表記について

・R指定表現のあるページには、(※R)を付けています。苦手な方はご注意下さいませ。
・「NOVEL1」の内容は"ポーンコミュニティ"にも載せておりましたが、本サイト掲載の際に各所加筆修正しております。

4

ゆっくりと、微睡むように目が醒めた場所はーー辺りを布地に覆われた空間。
……ここは……?
隙間から吹き込む微風と、少し擦れた手触りの毛布の感覚が、此処は夢の中ではないのだと感じさせる。
そして、背の下には毛皮の敷物。
此処は……。どこかのテントの中…?
身を起こそうとしてみると、背中が強張り少し痛い。
それでも今の状況が気になり、上体をゆっくり起こす。

「ーーお目覚めですか」
出入り口の幕が僅かに開き、外からの光が僅かに射し込んだ。
「……あ……」
「どうぞ…、まだお休みになっていて下さい」
入ってきたのはーーハゥルさんだった。

敷物の上に座ったままの私の高さに合わせて屈み、手に持った小鉢をそっと差し出した。
「ハーブの風味を付けた水です。……お口に入るようでしたら」
確かに、目覚めてみると喉がからからだった。
「…ありがとう」
小鉢を受け取り、ゆっくりと口をつけた。
微かに良い香りがついた水は、喉をするりと通っていく。
その爽やかさに、少し頭が冴える気がした。

「…ここは…?」
張り付くように乾いていた喉が潤い、力があまり入らなくも声を出してみる。
「……此処は、関所の傍らのテントです。

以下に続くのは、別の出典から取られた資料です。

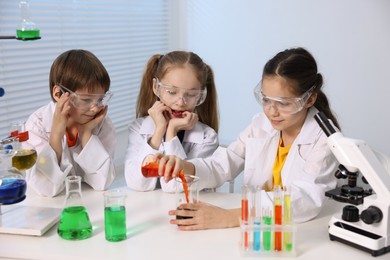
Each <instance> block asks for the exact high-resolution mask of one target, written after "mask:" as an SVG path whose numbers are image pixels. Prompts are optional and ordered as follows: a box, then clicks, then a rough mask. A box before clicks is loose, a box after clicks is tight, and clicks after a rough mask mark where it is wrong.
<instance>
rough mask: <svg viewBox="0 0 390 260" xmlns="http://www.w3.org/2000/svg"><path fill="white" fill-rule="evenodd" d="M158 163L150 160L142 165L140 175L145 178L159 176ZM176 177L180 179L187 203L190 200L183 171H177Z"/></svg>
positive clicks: (187, 185) (185, 178)
mask: <svg viewBox="0 0 390 260" xmlns="http://www.w3.org/2000/svg"><path fill="white" fill-rule="evenodd" d="M158 165H159V164H158V162H150V163H148V164H146V165H144V166H142V168H141V172H142V175H143V176H144V177H145V178H153V177H161V176H160V175H158ZM178 177H179V178H180V179H181V181H182V183H183V190H184V194H185V196H186V201H187V203H189V202H190V200H189V198H188V184H187V180H186V178H185V177H184V173H183V171H180V172H179V176H178Z"/></svg>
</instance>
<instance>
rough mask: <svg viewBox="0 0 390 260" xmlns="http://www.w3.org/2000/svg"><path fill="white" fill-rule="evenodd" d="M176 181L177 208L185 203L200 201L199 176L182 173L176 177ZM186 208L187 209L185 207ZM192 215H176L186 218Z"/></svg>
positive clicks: (175, 178)
mask: <svg viewBox="0 0 390 260" xmlns="http://www.w3.org/2000/svg"><path fill="white" fill-rule="evenodd" d="M175 182H176V208H177V209H179V207H180V205H182V204H185V203H197V202H199V189H198V182H199V177H197V176H194V175H181V176H179V177H177V178H175ZM184 210H186V209H185V208H184ZM186 218H191V217H186V216H180V215H176V219H186Z"/></svg>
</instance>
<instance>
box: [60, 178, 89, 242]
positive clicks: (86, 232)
mask: <svg viewBox="0 0 390 260" xmlns="http://www.w3.org/2000/svg"><path fill="white" fill-rule="evenodd" d="M65 187H66V201H65V207H64V209H63V210H62V214H61V219H60V223H59V224H58V229H57V233H58V235H59V236H60V237H62V238H63V239H66V240H82V239H86V238H89V237H91V236H92V224H91V222H90V220H89V215H88V212H87V209H86V208H85V206H84V202H83V200H82V195H81V177H80V176H74V175H71V176H68V177H66V179H65Z"/></svg>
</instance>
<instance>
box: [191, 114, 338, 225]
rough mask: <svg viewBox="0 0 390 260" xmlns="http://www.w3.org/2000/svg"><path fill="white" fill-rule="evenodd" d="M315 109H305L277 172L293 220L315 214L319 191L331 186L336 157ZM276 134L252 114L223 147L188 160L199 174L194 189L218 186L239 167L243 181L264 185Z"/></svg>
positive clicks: (319, 208)
mask: <svg viewBox="0 0 390 260" xmlns="http://www.w3.org/2000/svg"><path fill="white" fill-rule="evenodd" d="M317 112H318V110H317V109H316V108H310V109H309V111H308V114H307V117H306V120H305V122H304V125H303V127H302V130H301V132H300V133H299V135H298V136H297V138H296V139H295V141H294V143H293V144H292V146H291V148H290V151H289V153H288V156H287V158H286V161H285V164H284V167H283V169H282V173H281V174H282V182H283V185H285V186H287V187H289V188H290V190H291V206H292V210H293V216H294V221H295V222H304V221H307V220H310V219H312V218H314V217H315V216H317V214H318V213H319V212H320V210H321V207H322V206H323V204H324V201H325V191H327V190H330V189H333V188H334V187H335V186H336V178H334V175H333V174H334V172H335V171H336V168H337V166H338V162H337V160H336V158H335V157H334V155H333V154H332V152H331V150H330V149H329V147H328V145H327V143H326V142H327V136H326V135H325V133H324V132H323V131H322V129H321V128H320V126H319V125H318V124H317V122H316V121H315V119H314V115H315V114H316V113H317ZM279 138H280V131H277V130H275V129H274V128H273V127H272V125H271V124H270V122H269V120H268V119H267V117H266V116H265V115H264V114H257V115H255V116H254V117H253V119H252V123H251V124H250V125H249V126H248V127H247V128H246V129H245V130H244V131H243V132H241V134H240V135H239V137H238V139H237V140H236V141H235V142H233V143H232V144H230V145H229V146H228V147H227V148H222V147H219V148H218V149H217V151H215V153H214V154H213V155H212V157H210V158H206V159H196V160H190V161H191V162H192V163H194V165H195V168H196V175H197V176H199V177H200V181H199V182H200V183H199V185H200V188H208V187H215V186H219V185H221V184H223V183H224V182H225V181H227V180H231V179H234V178H235V177H236V176H237V175H238V174H240V173H241V172H242V171H243V170H244V183H245V184H246V185H251V186H255V185H260V186H261V187H262V188H263V189H266V190H268V189H270V188H271V187H272V168H273V165H274V162H275V158H276V153H277V149H278V144H279ZM271 197H272V196H271Z"/></svg>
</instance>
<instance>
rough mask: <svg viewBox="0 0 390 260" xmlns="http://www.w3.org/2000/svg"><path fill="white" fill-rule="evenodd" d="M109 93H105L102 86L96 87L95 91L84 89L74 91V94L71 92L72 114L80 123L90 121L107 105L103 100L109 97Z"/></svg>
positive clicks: (77, 122)
mask: <svg viewBox="0 0 390 260" xmlns="http://www.w3.org/2000/svg"><path fill="white" fill-rule="evenodd" d="M67 92H69V91H67ZM107 95H111V94H110V93H108V94H107V93H105V92H104V89H101V88H98V89H96V90H95V91H94V93H89V92H87V91H86V90H82V89H80V90H77V91H76V92H73V94H72V93H71V95H70V104H71V110H70V112H69V114H70V116H71V117H72V119H73V120H74V121H75V122H77V123H79V124H85V123H88V122H89V121H91V120H92V119H94V118H95V116H96V115H97V114H98V113H99V112H100V111H101V110H102V109H103V108H104V107H105V106H106V105H107V103H106V102H103V100H105V99H107ZM108 99H109V98H108ZM107 102H108V101H107Z"/></svg>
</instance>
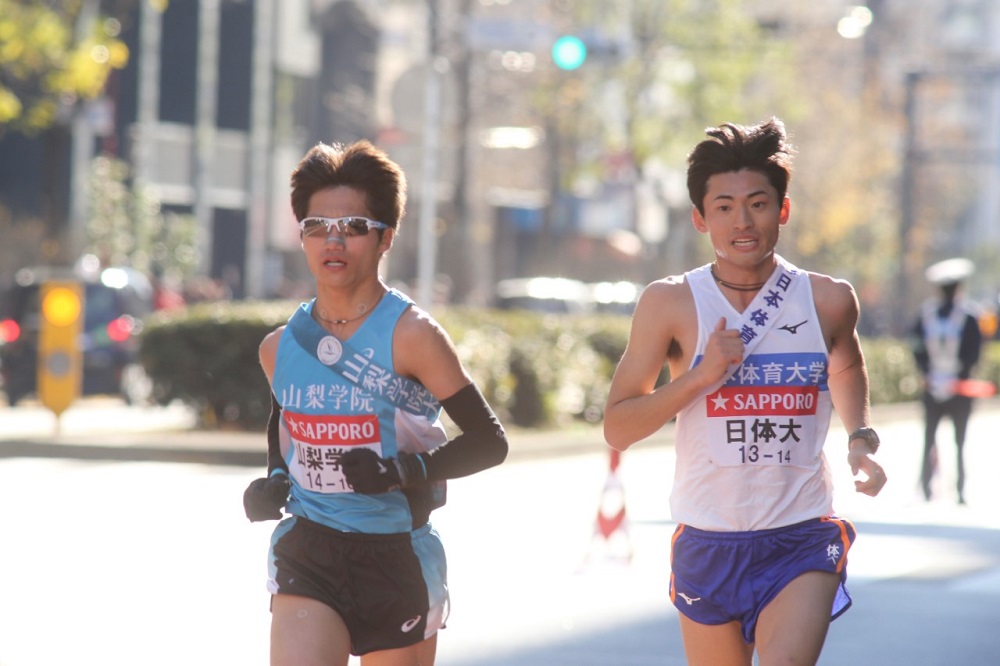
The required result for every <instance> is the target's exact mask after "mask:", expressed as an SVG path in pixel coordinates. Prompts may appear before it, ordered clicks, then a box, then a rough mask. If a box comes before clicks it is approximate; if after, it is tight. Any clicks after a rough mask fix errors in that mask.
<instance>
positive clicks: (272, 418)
mask: <svg viewBox="0 0 1000 666" xmlns="http://www.w3.org/2000/svg"><path fill="white" fill-rule="evenodd" d="M280 421H281V405H280V404H278V399H277V398H275V397H274V393H271V416H270V417H268V419H267V475H268V476H271V473H272V472H274V470H276V469H280V470H284V471H285V473H286V474H287V473H288V465H286V464H285V459H284V458H282V457H281V441H280V439H279V438H278V424H279V423H280Z"/></svg>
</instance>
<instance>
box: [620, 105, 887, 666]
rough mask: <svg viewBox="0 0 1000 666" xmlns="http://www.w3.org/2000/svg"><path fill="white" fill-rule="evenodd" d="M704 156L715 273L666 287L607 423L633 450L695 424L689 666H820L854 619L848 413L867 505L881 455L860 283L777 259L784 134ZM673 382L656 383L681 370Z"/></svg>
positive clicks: (722, 125)
mask: <svg viewBox="0 0 1000 666" xmlns="http://www.w3.org/2000/svg"><path fill="white" fill-rule="evenodd" d="M707 134H708V136H709V137H710V138H708V139H706V140H704V141H702V142H701V143H699V144H698V145H697V146H696V147H695V149H694V151H693V152H692V153H691V155H690V156H689V157H688V192H689V194H690V196H691V201H692V203H693V204H694V209H693V211H692V218H693V222H694V226H695V228H696V229H697V230H698V231H699V232H701V233H703V234H706V235H708V237H709V239H710V240H711V242H712V247H713V249H714V251H715V261H713V262H712V263H711V264H709V265H706V266H702V267H701V268H698V269H695V270H692V271H689V272H687V273H685V274H683V275H674V276H669V277H666V278H663V279H662V280H658V281H656V282H653V283H652V284H650V285H649V286H648V287H647V288H646V289H645V291H644V292H643V294H642V297H641V298H640V300H639V304H638V306H637V308H636V311H635V315H634V317H633V321H632V332H631V335H630V337H629V343H628V347H627V349H626V351H625V354H624V356H623V357H622V359H621V362H620V363H619V366H618V369H617V371H616V372H615V377H614V380H613V381H612V385H611V390H610V394H609V396H608V404H607V411H606V414H605V424H604V433H605V437H606V438H607V440H608V443H609V444H610V445H611V446H612V447H614V448H615V449H618V450H620V451H624V450H625V449H627V448H628V447H629V446H631V445H632V444H634V443H635V442H637V441H639V440H641V439H644V438H645V437H648V436H649V435H651V434H653V433H654V432H656V431H657V430H659V429H660V428H661V427H663V426H664V425H665V424H666V423H667V422H669V421H670V420H672V419H673V418H674V417H677V431H676V441H677V443H676V451H677V466H676V469H675V471H674V486H673V492H672V494H671V498H670V504H671V512H672V514H673V517H674V519H675V520H676V521H677V524H678V527H677V530H676V532H675V534H674V539H673V548H672V554H671V571H672V572H671V589H670V595H671V599H672V600H673V602H674V604H675V605H676V606H677V608H678V610H679V611H680V620H681V633H682V636H683V639H684V648H685V652H686V654H687V658H688V662H689V663H690V664H693V665H699V664H705V665H709V666H716V665H717V664H746V665H748V666H749V665H750V664H752V663H753V654H754V650H755V649H756V650H757V652H758V654H759V655H760V659H761V663H762V664H771V663H794V664H810V663H815V662H816V661H817V659H818V658H819V654H820V651H821V649H822V647H823V641H824V640H825V638H826V633H827V629H828V627H829V623H830V621H831V620H832V619H833V618H835V617H837V616H838V615H839V614H840V613H842V612H843V611H844V610H846V609H847V607H848V606H849V605H850V597H849V596H848V595H847V590H846V589H845V587H844V582H845V580H846V577H847V572H846V559H847V558H846V556H847V551H848V549H849V548H850V546H851V543H852V542H853V540H854V536H855V532H854V527H853V526H852V525H851V523H850V522H848V521H847V520H844V519H842V518H838V517H837V516H836V515H834V513H833V501H832V495H833V487H832V482H831V476H830V473H829V469H828V466H827V462H826V459H825V457H824V455H823V444H824V442H825V441H826V437H827V430H828V427H829V422H830V416H831V412H832V410H833V409H836V411H837V413H838V415H839V416H840V419H841V421H842V423H843V424H844V427H845V429H846V430H847V432H848V433H850V434H849V435H848V437H847V439H848V441H847V446H846V448H845V453H846V457H847V462H848V464H849V465H850V466H851V470H852V471H853V472H854V473H855V474H857V473H858V472H859V471H861V472H864V474H865V477H864V478H863V479H862V480H858V481H856V482H855V485H856V488H857V490H858V492H862V493H865V494H867V495H872V496H874V495H877V494H878V492H879V491H880V490H881V489H882V486H883V485H884V484H885V481H886V477H885V473H884V471H883V470H882V468H881V467H880V466H879V465H878V464H877V463H876V462H875V460H874V459H873V458H872V457H871V455H872V454H874V453H875V451H876V449H877V448H878V437H877V435H876V434H875V431H874V430H872V429H871V428H870V426H869V416H870V415H869V394H868V376H867V372H866V369H865V361H864V356H863V355H862V352H861V347H860V343H859V340H858V336H857V332H856V330H855V326H856V323H857V321H858V302H857V297H856V296H855V293H854V289H853V287H852V286H851V285H850V284H849V283H847V282H844V281H841V280H836V279H834V278H831V277H829V276H826V275H820V274H818V273H809V272H807V271H804V270H801V269H799V268H796V267H795V266H793V265H791V264H790V263H788V262H787V261H785V260H784V259H782V258H781V257H779V256H778V255H777V254H775V251H774V250H775V246H776V244H777V242H778V236H779V231H780V229H781V227H782V226H784V225H785V224H787V223H788V220H789V212H790V201H789V199H788V197H787V196H786V192H787V189H788V182H789V179H790V177H791V157H792V152H793V149H792V147H791V146H790V145H789V144H788V143H787V141H786V137H785V128H784V125H783V124H782V123H781V121H779V120H777V119H771V120H770V121H768V122H766V123H761V124H759V125H755V126H751V127H742V126H739V125H734V124H725V125H722V126H720V127H717V128H711V129H709V130H707ZM664 363H666V364H667V365H668V367H669V369H670V377H671V381H670V382H668V383H666V384H664V385H661V386H657V385H656V379H657V376H658V375H659V373H660V369H661V368H662V367H663V364H664Z"/></svg>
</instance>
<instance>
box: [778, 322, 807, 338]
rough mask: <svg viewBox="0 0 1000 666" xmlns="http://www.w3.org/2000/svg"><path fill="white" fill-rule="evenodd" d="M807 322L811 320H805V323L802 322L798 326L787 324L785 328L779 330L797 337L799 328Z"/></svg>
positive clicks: (792, 324) (796, 325)
mask: <svg viewBox="0 0 1000 666" xmlns="http://www.w3.org/2000/svg"><path fill="white" fill-rule="evenodd" d="M807 321H809V320H808V319H804V320H803V321H800V322H799V323H798V324H785V325H784V326H779V327H778V330H779V331H788V332H789V333H791V334H792V335H795V334H796V333H798V332H799V326H801V325H802V324H804V323H806V322H807Z"/></svg>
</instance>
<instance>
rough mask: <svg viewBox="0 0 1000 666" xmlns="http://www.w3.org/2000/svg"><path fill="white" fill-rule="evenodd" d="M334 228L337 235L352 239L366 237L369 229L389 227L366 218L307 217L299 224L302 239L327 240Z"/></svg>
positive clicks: (345, 217)
mask: <svg viewBox="0 0 1000 666" xmlns="http://www.w3.org/2000/svg"><path fill="white" fill-rule="evenodd" d="M334 228H336V229H337V234H338V235H340V236H343V237H345V238H353V237H354V236H367V235H368V231H369V230H370V229H388V228H389V225H388V224H386V223H385V222H379V221H378V220H372V219H370V218H367V217H307V218H305V219H304V220H302V221H301V222H299V230H300V231H301V232H302V236H303V237H305V236H309V237H312V238H318V237H322V238H329V237H330V236H331V235H332V234H333V230H334Z"/></svg>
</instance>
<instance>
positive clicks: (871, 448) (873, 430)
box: [847, 426, 880, 453]
mask: <svg viewBox="0 0 1000 666" xmlns="http://www.w3.org/2000/svg"><path fill="white" fill-rule="evenodd" d="M855 439H863V440H865V442H867V444H868V448H869V449H871V450H872V453H877V452H878V445H879V441H880V440H879V438H878V433H877V432H875V429H874V428H869V427H868V426H863V427H861V428H858V429H857V430H855V431H854V432H852V433H851V435H850V437H848V438H847V446H848V447H850V445H851V442H852V441H854V440H855Z"/></svg>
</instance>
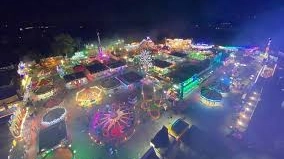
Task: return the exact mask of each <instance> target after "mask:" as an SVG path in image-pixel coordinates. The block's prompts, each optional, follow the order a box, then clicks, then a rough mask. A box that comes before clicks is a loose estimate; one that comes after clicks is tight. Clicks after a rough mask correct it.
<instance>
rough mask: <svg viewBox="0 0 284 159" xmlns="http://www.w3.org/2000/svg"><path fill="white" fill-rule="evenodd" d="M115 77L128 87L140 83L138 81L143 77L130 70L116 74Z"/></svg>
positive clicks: (140, 75) (123, 84) (140, 79)
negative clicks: (122, 73) (116, 76)
mask: <svg viewBox="0 0 284 159" xmlns="http://www.w3.org/2000/svg"><path fill="white" fill-rule="evenodd" d="M117 79H118V80H120V81H121V82H122V83H123V85H124V86H126V87H127V88H128V89H132V88H134V87H136V86H139V85H140V81H141V80H142V79H143V76H141V75H140V74H138V73H136V72H133V71H130V72H127V73H124V74H121V75H119V76H117Z"/></svg>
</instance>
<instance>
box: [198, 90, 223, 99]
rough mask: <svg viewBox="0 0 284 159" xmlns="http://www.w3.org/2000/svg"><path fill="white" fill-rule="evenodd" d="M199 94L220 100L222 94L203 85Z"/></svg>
mask: <svg viewBox="0 0 284 159" xmlns="http://www.w3.org/2000/svg"><path fill="white" fill-rule="evenodd" d="M201 95H202V96H203V97H205V98H208V99H211V100H221V99H222V95H221V94H220V93H219V92H217V91H216V90H213V89H209V88H205V87H203V88H201Z"/></svg>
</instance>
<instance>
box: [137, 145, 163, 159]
mask: <svg viewBox="0 0 284 159" xmlns="http://www.w3.org/2000/svg"><path fill="white" fill-rule="evenodd" d="M141 159H159V157H158V156H157V155H156V152H155V150H154V148H153V147H150V148H149V149H148V151H147V152H146V153H145V154H144V155H143V156H142V157H141Z"/></svg>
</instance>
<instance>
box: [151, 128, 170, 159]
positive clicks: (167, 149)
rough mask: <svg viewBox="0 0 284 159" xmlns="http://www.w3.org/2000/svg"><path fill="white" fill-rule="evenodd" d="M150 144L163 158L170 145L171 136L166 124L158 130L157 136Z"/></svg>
mask: <svg viewBox="0 0 284 159" xmlns="http://www.w3.org/2000/svg"><path fill="white" fill-rule="evenodd" d="M150 145H151V146H152V147H153V148H154V151H155V153H156V155H157V156H158V157H159V158H162V157H163V156H164V155H165V154H166V151H167V150H168V147H169V145H170V138H169V134H168V129H167V128H166V127H165V126H163V127H162V129H161V130H160V131H158V133H157V134H156V135H155V137H154V138H153V139H152V140H151V142H150Z"/></svg>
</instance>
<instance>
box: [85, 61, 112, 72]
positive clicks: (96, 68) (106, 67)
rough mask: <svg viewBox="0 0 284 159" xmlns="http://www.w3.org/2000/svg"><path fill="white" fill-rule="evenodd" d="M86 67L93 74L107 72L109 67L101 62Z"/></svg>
mask: <svg viewBox="0 0 284 159" xmlns="http://www.w3.org/2000/svg"><path fill="white" fill-rule="evenodd" d="M86 67H87V69H88V70H89V71H90V73H91V74H94V73H98V72H101V71H104V70H107V67H106V66H105V65H104V64H102V63H100V62H95V63H93V64H92V65H89V66H86Z"/></svg>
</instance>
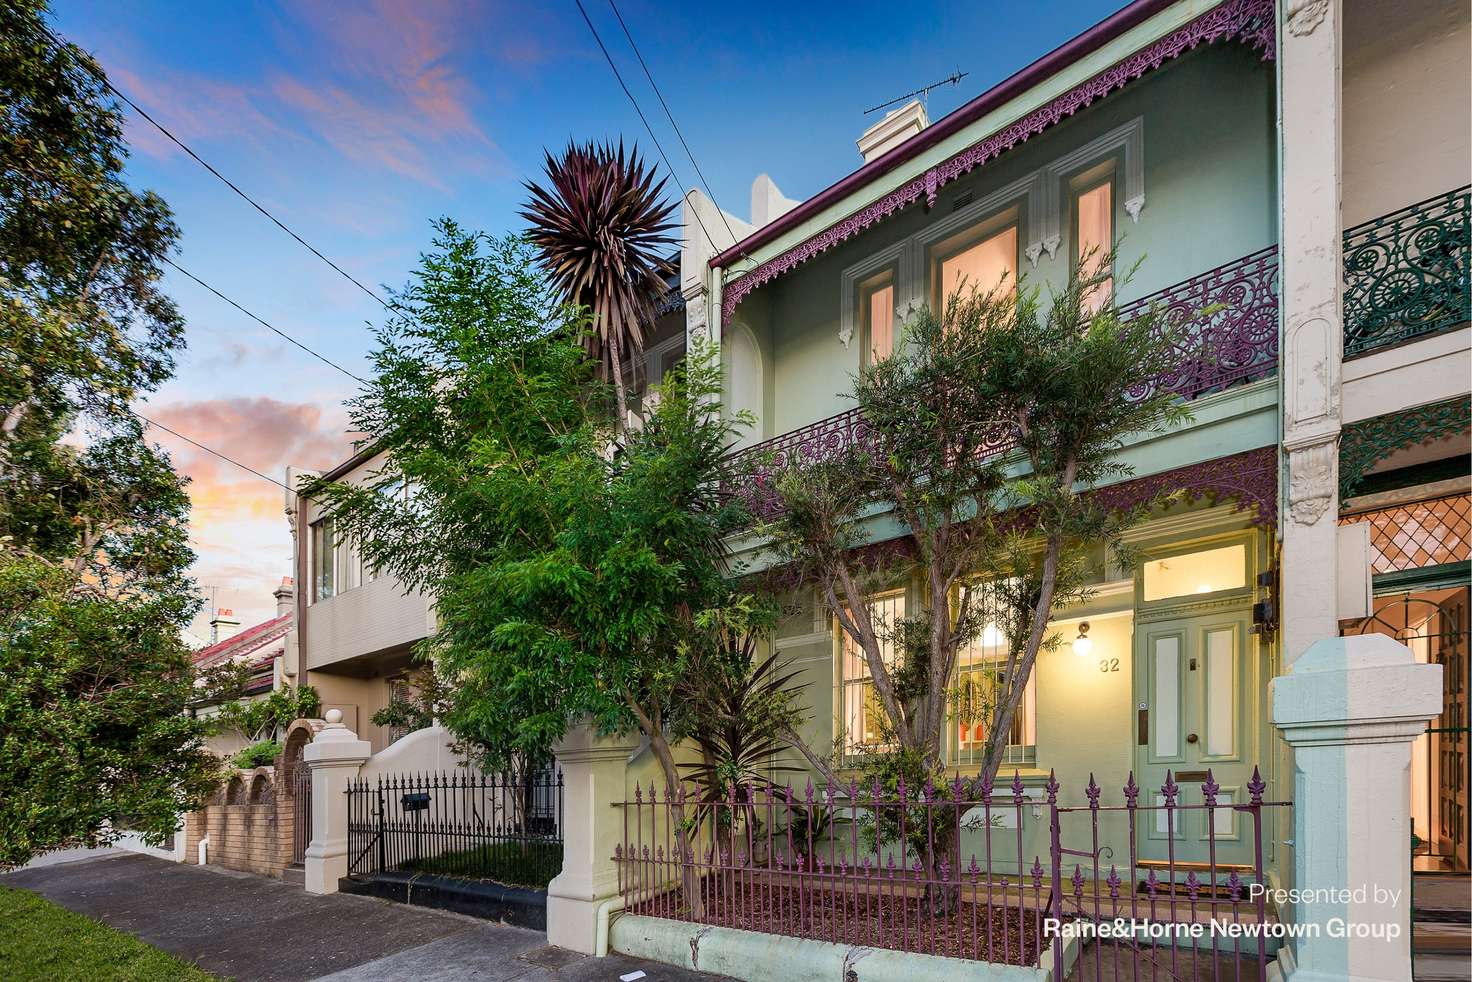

一つをお借りして使わせて頂きました」
……じゃあ、あの後此処へ……?
「お加減はいかがですか?……丸二日程、眠っておられましたから…」
思わず、え、と短く声が漏れた。そんなに長い間…。
「…そうですか…。……すみません……」

そして今この状況で、一つ気になる事があった。
「ーーあの……」
ハゥルさんの目を俯き加減の視点から、おずおずと見上げる。
「……はい?」
「えっと…ルゥさんと…」

ーーそう…いつも一緒に居る……居てくれる筈の……。